Coronavirus vaccination in India: New guidelines for coronavirus vaccination issued! Amidst a severe second wave of coronavirus, India is also dealing with a shortage of vaccine doses. This shortage has become more visible now that the third phase for the vaccination has begun, which has effectively started the inoculation of the entire adult population in the country. However, since the virus as well as the vaccine are relatively new considering scientific research in these areas usually spans years, the guidelines for vaccination are continuously evolving. Accordingly, the National Expert Group on Vaccine Administration for COVID-19 set up by the government had given some new recommendations that the Union Ministry of Health and Family Welfare has accepted.
Here’s what the new guidelines say:
COVID-19 vaccine in India: New guidelines
The new guidelines have addressed some of the major questions that have been prevalent among people during this vaccination drive.
- As the second wave has led to a massive increase in the number of coronavirus cases, the questions regarding when COVID-19 recovered people can get the vaccine shot have also spiked considering that such people already have some level of antibodies produced naturally by their immune system. Now, the expert group has answered their queries, and has said that the vaccination, be it the first or the second dose, has to be deferred by a period of three months after recovering from the infection. This means that a person who has recovered from the disease must get the dose after three months from the day they recover from the infection.

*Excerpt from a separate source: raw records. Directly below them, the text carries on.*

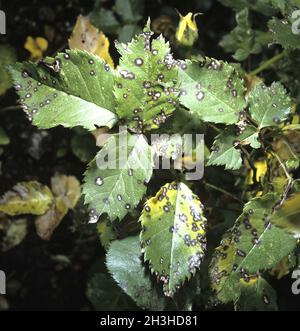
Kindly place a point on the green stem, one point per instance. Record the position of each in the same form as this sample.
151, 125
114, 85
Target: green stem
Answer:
268, 63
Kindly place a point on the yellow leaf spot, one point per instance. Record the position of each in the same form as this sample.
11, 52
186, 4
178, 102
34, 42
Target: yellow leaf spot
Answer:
187, 31
36, 47
87, 37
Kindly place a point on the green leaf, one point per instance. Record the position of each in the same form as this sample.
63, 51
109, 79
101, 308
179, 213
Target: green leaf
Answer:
173, 238
125, 265
15, 232
127, 32
131, 11
269, 106
257, 295
225, 148
105, 295
212, 90
72, 89
253, 244
288, 216
260, 245
265, 7
282, 33
116, 186
26, 198
7, 56
243, 40
106, 233
145, 89
83, 146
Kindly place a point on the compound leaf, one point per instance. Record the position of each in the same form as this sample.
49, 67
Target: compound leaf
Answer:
72, 89
115, 180
253, 244
282, 32
145, 89
7, 56
173, 238
269, 106
27, 198
212, 90
124, 262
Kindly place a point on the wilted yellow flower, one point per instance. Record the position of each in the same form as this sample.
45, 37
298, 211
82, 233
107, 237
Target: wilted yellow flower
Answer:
261, 169
187, 31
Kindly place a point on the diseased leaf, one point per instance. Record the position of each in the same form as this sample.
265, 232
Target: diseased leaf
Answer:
212, 90
128, 31
130, 11
47, 223
66, 187
225, 150
288, 216
124, 262
72, 89
15, 232
187, 31
88, 38
282, 33
253, 245
269, 106
66, 190
115, 186
173, 238
257, 295
83, 146
36, 46
106, 233
104, 294
26, 198
7, 56
260, 244
146, 89
243, 40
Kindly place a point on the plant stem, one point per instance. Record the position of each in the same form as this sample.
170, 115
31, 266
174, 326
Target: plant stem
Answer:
268, 63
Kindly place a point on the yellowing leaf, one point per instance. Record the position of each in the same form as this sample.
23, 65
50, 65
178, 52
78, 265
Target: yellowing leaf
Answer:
66, 187
27, 198
187, 31
36, 47
288, 216
173, 238
66, 190
261, 169
87, 37
47, 223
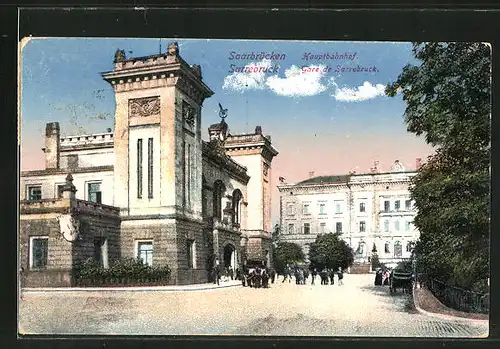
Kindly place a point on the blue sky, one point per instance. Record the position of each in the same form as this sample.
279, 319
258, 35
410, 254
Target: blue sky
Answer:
323, 122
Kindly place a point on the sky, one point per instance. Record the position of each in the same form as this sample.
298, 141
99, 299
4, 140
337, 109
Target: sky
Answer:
323, 113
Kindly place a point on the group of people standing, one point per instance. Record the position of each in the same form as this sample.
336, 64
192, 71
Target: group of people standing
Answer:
258, 277
302, 274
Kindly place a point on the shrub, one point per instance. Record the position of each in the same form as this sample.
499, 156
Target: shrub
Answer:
128, 271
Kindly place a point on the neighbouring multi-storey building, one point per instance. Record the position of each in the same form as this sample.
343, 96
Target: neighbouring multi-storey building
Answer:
152, 189
373, 212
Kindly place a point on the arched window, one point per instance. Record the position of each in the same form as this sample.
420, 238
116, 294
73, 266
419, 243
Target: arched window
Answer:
361, 248
219, 190
204, 198
237, 196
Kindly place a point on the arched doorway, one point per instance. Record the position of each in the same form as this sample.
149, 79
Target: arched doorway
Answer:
229, 257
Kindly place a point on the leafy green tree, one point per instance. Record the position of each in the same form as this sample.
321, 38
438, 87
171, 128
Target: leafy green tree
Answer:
330, 251
287, 253
448, 102
276, 234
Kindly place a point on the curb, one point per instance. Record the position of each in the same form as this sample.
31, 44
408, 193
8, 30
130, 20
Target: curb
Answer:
129, 289
444, 316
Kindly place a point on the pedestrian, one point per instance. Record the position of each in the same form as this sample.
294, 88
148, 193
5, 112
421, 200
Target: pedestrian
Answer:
340, 274
273, 275
216, 273
301, 276
324, 276
313, 275
332, 276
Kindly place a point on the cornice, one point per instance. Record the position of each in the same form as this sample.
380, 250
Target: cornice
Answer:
59, 171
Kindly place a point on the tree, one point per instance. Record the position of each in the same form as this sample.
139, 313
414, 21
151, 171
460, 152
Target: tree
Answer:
287, 253
330, 251
448, 102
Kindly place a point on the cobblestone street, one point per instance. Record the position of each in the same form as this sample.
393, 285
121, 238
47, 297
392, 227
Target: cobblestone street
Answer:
355, 309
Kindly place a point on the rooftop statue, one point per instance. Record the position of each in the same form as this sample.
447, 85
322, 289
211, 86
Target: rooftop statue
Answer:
119, 56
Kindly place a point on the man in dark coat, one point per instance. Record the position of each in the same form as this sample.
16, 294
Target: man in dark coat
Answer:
216, 274
313, 275
332, 276
324, 277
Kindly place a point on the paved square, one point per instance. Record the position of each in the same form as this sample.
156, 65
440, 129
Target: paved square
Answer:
358, 308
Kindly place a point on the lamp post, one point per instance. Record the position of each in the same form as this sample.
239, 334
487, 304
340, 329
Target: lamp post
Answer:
414, 262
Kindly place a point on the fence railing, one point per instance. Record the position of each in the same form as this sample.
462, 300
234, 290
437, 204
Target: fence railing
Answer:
459, 299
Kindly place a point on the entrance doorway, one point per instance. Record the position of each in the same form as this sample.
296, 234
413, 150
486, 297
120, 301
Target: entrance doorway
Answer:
230, 257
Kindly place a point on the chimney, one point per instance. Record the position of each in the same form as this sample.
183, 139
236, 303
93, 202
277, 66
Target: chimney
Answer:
173, 49
418, 163
52, 145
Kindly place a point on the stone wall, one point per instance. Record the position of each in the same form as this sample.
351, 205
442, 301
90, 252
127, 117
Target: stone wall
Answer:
59, 259
42, 219
169, 238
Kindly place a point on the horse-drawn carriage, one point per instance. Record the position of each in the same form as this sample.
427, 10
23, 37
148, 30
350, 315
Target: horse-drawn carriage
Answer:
400, 279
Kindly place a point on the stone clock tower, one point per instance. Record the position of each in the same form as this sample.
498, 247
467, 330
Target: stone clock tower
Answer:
158, 159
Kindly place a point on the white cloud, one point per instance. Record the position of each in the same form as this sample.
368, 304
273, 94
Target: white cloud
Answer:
362, 93
255, 78
297, 83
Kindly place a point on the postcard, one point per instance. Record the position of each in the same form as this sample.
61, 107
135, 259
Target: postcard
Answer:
255, 188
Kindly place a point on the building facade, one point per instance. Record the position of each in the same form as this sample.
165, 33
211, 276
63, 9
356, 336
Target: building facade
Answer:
174, 198
373, 212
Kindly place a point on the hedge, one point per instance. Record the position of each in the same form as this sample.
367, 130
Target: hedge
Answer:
124, 272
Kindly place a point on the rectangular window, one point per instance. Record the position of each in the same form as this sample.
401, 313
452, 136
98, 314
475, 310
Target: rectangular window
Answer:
188, 174
98, 242
362, 207
387, 248
386, 226
307, 228
39, 252
35, 192
150, 168
139, 168
387, 206
94, 192
338, 206
408, 205
190, 253
145, 252
59, 191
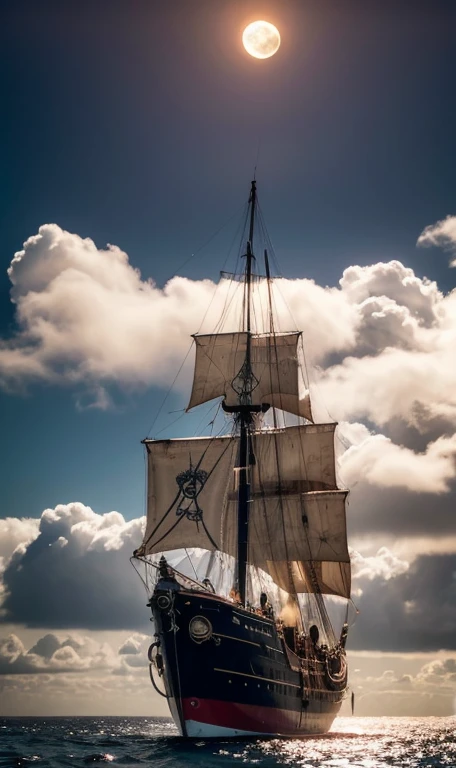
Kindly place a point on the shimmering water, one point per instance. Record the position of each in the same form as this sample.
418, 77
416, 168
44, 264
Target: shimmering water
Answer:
138, 741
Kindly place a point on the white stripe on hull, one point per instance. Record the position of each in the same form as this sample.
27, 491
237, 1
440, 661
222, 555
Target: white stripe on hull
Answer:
311, 724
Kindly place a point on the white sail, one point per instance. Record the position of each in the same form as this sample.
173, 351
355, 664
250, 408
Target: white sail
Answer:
274, 366
287, 534
294, 459
188, 483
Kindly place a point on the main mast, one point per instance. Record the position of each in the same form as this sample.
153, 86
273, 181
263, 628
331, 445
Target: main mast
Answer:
245, 416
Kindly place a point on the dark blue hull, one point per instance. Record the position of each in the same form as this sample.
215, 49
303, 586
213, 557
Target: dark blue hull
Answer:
228, 671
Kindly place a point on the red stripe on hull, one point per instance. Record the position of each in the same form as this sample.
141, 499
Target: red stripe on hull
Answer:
241, 717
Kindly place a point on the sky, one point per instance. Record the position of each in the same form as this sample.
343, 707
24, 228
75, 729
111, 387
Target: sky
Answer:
129, 135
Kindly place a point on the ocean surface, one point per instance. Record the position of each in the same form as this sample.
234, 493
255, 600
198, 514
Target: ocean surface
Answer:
56, 742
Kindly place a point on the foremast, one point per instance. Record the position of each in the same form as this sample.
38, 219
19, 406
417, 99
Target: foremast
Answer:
244, 384
245, 411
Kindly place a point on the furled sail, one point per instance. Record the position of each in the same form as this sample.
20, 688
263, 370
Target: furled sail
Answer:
302, 540
297, 527
274, 368
188, 482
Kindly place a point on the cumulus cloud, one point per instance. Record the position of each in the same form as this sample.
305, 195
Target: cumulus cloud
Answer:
442, 234
385, 564
52, 654
412, 610
385, 337
86, 316
16, 532
76, 573
380, 462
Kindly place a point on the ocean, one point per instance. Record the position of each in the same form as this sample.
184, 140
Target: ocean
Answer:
57, 742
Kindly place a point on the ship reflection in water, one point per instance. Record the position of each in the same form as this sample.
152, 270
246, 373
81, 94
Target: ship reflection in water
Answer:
353, 742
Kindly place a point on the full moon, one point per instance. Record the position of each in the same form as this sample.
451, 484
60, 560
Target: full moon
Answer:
261, 39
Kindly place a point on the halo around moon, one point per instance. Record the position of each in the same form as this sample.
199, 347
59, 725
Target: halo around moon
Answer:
261, 39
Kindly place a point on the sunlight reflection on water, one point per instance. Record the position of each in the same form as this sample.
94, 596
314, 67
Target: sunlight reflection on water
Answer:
352, 743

- Another question that has been asked time and again by many is whether pregnant women can get vaccinated. The opinions of doctors also vary in this regard, and while the US CDC has recommended that pregnant women can take the vaccine, no such decision had been announced in India. The recommendation of CDC is not applicable in India because the vaccines being used in the US are completely different from the ones that India is administering. Moreover, even as the CDC has recommended that pregnant women be vaccinated, both the CDC itself and the WHO have stated that as yet, very limited data regarding safety among vaccinated pregnant women is currently available. This lack of data is likely why the expert group has now said that the issue of pregnant women is being discussed and deliberated by the National Technical Advisory Group on Immunization (NTAGI).
- A similar issue is whether lactating women can get inoculated during this vaccination drive. Lactating mothers have been wanting to know whether the vaccine would somehow impact their children, while also being scared that they might pass on COVID-19 to their children if they are not vaccinated. The expert group has now given a clear recommendation that all the lactating mothers can get vaccinated.
- The panel has also said that vaccine recipients do not need to undergo Rapid Antigen Testing for screening purposes before getting the vaccine.
- The second wave of the pandemic in India saw people seeking help all over social media for medical issues, be it COVID-19 related or not, and others coming up to help them in whatever way possible. Amid this, several people have been wondering whether they would be able to donate blood soon after getting vaccinated, and in this regard, the expert panel has said that individuals can donate their blood 14 days after they receive the vaccine shot. Apart from that, for people suffering from COVID-19, the panel has said that such people would be able to donate blood 14 days after they test RT-PCR negative.